The CLR guarantees that its internal data structures are not corrupted by a thread abort. This is the only (*) guarantee made by the CLR with respect to thread aborts. It specifically does not guarantee:
- That the thread actually will abort. Threads can harden themselves against being terminated.
- That any data structure that is not in the CLR itself will be uncorrupted. Thread aborts in the middle of crucial operations can leave BCL data structures or user data structures in arbitrarily inconsistent states. This can crash your process mysteriously later.
- That locks will be released. Aborting threads can cause locks to be held forever, it can cause deadlocks, and so on.
In case I am not being clear: it is insanely dangerous to abort a thread and you should only do so when all the alternatives are worse.
So what if you want to start up a thread and then shut it down cleanly?
First, don't do that. Don't start a thread in the first place.
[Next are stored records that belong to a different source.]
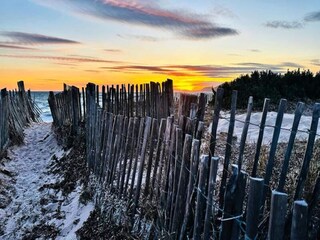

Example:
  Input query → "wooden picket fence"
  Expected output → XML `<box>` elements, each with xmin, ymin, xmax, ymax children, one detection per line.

<box><xmin>0</xmin><ymin>81</ymin><xmax>41</xmax><ymax>156</ymax></box>
<box><xmin>49</xmin><ymin>80</ymin><xmax>320</xmax><ymax>240</ymax></box>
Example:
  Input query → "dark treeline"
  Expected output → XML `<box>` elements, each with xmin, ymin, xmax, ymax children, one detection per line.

<box><xmin>220</xmin><ymin>69</ymin><xmax>320</xmax><ymax>110</ymax></box>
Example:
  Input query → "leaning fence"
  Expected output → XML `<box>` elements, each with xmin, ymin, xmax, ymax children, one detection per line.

<box><xmin>0</xmin><ymin>81</ymin><xmax>41</xmax><ymax>155</ymax></box>
<box><xmin>49</xmin><ymin>79</ymin><xmax>320</xmax><ymax>239</ymax></box>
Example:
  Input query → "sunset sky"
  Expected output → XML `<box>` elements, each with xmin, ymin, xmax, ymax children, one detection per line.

<box><xmin>0</xmin><ymin>0</ymin><xmax>320</xmax><ymax>91</ymax></box>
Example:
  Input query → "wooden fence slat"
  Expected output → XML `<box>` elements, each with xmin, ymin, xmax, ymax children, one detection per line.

<box><xmin>251</xmin><ymin>98</ymin><xmax>270</xmax><ymax>177</ymax></box>
<box><xmin>277</xmin><ymin>102</ymin><xmax>304</xmax><ymax>192</ymax></box>
<box><xmin>245</xmin><ymin>177</ymin><xmax>264</xmax><ymax>239</ymax></box>
<box><xmin>203</xmin><ymin>157</ymin><xmax>220</xmax><ymax>239</ymax></box>
<box><xmin>179</xmin><ymin>139</ymin><xmax>200</xmax><ymax>240</ymax></box>
<box><xmin>268</xmin><ymin>191</ymin><xmax>288</xmax><ymax>240</ymax></box>
<box><xmin>144</xmin><ymin>118</ymin><xmax>159</xmax><ymax>196</ymax></box>
<box><xmin>171</xmin><ymin>134</ymin><xmax>192</xmax><ymax>238</ymax></box>
<box><xmin>261</xmin><ymin>99</ymin><xmax>287</xmax><ymax>210</ymax></box>
<box><xmin>124</xmin><ymin>117</ymin><xmax>140</xmax><ymax>196</ymax></box>
<box><xmin>209</xmin><ymin>88</ymin><xmax>224</xmax><ymax>159</ymax></box>
<box><xmin>150</xmin><ymin>118</ymin><xmax>167</xmax><ymax>199</ymax></box>
<box><xmin>129</xmin><ymin>118</ymin><xmax>144</xmax><ymax>199</ymax></box>
<box><xmin>219</xmin><ymin>90</ymin><xmax>238</xmax><ymax>210</ymax></box>
<box><xmin>290</xmin><ymin>200</ymin><xmax>308</xmax><ymax>240</ymax></box>
<box><xmin>294</xmin><ymin>103</ymin><xmax>320</xmax><ymax>200</ymax></box>
<box><xmin>238</xmin><ymin>97</ymin><xmax>253</xmax><ymax>173</ymax></box>
<box><xmin>193</xmin><ymin>155</ymin><xmax>209</xmax><ymax>240</ymax></box>
<box><xmin>133</xmin><ymin>117</ymin><xmax>151</xmax><ymax>213</ymax></box>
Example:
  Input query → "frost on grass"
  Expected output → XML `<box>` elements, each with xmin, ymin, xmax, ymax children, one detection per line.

<box><xmin>0</xmin><ymin>123</ymin><xmax>94</xmax><ymax>239</ymax></box>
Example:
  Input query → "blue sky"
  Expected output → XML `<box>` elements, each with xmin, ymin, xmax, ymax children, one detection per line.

<box><xmin>0</xmin><ymin>0</ymin><xmax>320</xmax><ymax>90</ymax></box>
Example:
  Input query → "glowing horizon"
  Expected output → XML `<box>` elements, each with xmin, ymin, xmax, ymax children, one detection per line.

<box><xmin>0</xmin><ymin>0</ymin><xmax>320</xmax><ymax>91</ymax></box>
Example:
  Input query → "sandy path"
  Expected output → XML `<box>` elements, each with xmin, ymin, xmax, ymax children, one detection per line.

<box><xmin>0</xmin><ymin>123</ymin><xmax>93</xmax><ymax>239</ymax></box>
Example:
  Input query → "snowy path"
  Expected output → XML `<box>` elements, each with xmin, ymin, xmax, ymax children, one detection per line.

<box><xmin>0</xmin><ymin>123</ymin><xmax>93</xmax><ymax>239</ymax></box>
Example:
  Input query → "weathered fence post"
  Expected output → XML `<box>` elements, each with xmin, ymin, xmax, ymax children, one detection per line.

<box><xmin>193</xmin><ymin>155</ymin><xmax>209</xmax><ymax>240</ymax></box>
<box><xmin>251</xmin><ymin>98</ymin><xmax>270</xmax><ymax>177</ymax></box>
<box><xmin>277</xmin><ymin>102</ymin><xmax>304</xmax><ymax>192</ymax></box>
<box><xmin>171</xmin><ymin>134</ymin><xmax>192</xmax><ymax>236</ymax></box>
<box><xmin>203</xmin><ymin>157</ymin><xmax>220</xmax><ymax>239</ymax></box>
<box><xmin>261</xmin><ymin>99</ymin><xmax>287</xmax><ymax>208</ymax></box>
<box><xmin>268</xmin><ymin>191</ymin><xmax>288</xmax><ymax>240</ymax></box>
<box><xmin>294</xmin><ymin>103</ymin><xmax>320</xmax><ymax>200</ymax></box>
<box><xmin>290</xmin><ymin>200</ymin><xmax>308</xmax><ymax>240</ymax></box>
<box><xmin>246</xmin><ymin>177</ymin><xmax>264</xmax><ymax>239</ymax></box>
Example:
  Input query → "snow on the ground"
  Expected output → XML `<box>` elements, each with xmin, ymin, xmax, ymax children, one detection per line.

<box><xmin>0</xmin><ymin>123</ymin><xmax>94</xmax><ymax>239</ymax></box>
<box><xmin>209</xmin><ymin>112</ymin><xmax>320</xmax><ymax>144</ymax></box>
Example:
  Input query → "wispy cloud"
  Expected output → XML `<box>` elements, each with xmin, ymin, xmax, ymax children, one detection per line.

<box><xmin>0</xmin><ymin>54</ymin><xmax>120</xmax><ymax>63</ymax></box>
<box><xmin>304</xmin><ymin>11</ymin><xmax>320</xmax><ymax>22</ymax></box>
<box><xmin>265</xmin><ymin>21</ymin><xmax>303</xmax><ymax>29</ymax></box>
<box><xmin>248</xmin><ymin>49</ymin><xmax>261</xmax><ymax>52</ymax></box>
<box><xmin>117</xmin><ymin>34</ymin><xmax>160</xmax><ymax>42</ymax></box>
<box><xmin>0</xmin><ymin>43</ymin><xmax>37</xmax><ymax>50</ymax></box>
<box><xmin>103</xmin><ymin>48</ymin><xmax>122</xmax><ymax>53</ymax></box>
<box><xmin>102</xmin><ymin>62</ymin><xmax>303</xmax><ymax>78</ymax></box>
<box><xmin>36</xmin><ymin>0</ymin><xmax>238</xmax><ymax>39</ymax></box>
<box><xmin>310</xmin><ymin>59</ymin><xmax>320</xmax><ymax>66</ymax></box>
<box><xmin>236</xmin><ymin>62</ymin><xmax>304</xmax><ymax>70</ymax></box>
<box><xmin>0</xmin><ymin>32</ymin><xmax>80</xmax><ymax>45</ymax></box>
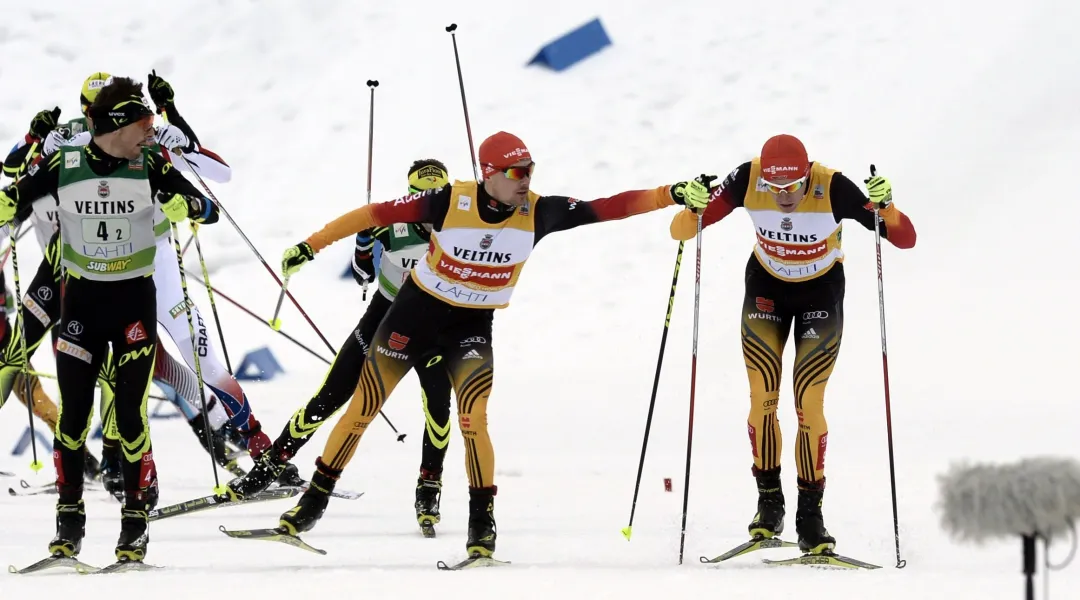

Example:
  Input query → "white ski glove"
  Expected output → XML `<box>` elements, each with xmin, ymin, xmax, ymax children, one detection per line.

<box><xmin>153</xmin><ymin>125</ymin><xmax>191</xmax><ymax>150</ymax></box>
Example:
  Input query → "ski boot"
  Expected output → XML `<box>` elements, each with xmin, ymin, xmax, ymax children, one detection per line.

<box><xmin>278</xmin><ymin>459</ymin><xmax>341</xmax><ymax>535</ymax></box>
<box><xmin>102</xmin><ymin>444</ymin><xmax>124</xmax><ymax>502</ymax></box>
<box><xmin>465</xmin><ymin>486</ymin><xmax>498</xmax><ymax>558</ymax></box>
<box><xmin>188</xmin><ymin>413</ymin><xmax>244</xmax><ymax>477</ymax></box>
<box><xmin>49</xmin><ymin>500</ymin><xmax>86</xmax><ymax>558</ymax></box>
<box><xmin>795</xmin><ymin>478</ymin><xmax>836</xmax><ymax>555</ymax></box>
<box><xmin>226</xmin><ymin>451</ymin><xmax>289</xmax><ymax>500</ymax></box>
<box><xmin>414</xmin><ymin>468</ymin><xmax>443</xmax><ymax>537</ymax></box>
<box><xmin>146</xmin><ymin>469</ymin><xmax>161</xmax><ymax>510</ymax></box>
<box><xmin>243</xmin><ymin>423</ymin><xmax>273</xmax><ymax>461</ymax></box>
<box><xmin>748</xmin><ymin>467</ymin><xmax>784</xmax><ymax>540</ymax></box>
<box><xmin>117</xmin><ymin>503</ymin><xmax>150</xmax><ymax>562</ymax></box>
Start a
Task<T> with a cancellation token and when you want to shut it down, signal its cancellation token.
If you do have to start a thread, then start the thread such that there is some mechanism whereby the main thread and the working thread can cleanly and safely communicate "I want you to shut yourself down cleanly at this time".
If you don't know how to do that then stop writing multithreaded code until you learn how to do that.
(*) This is a small lie; the CLR also makes certain guarantees with respect to the interactions of thread aborts and special code regions such as constrained execution regions and finally blocks.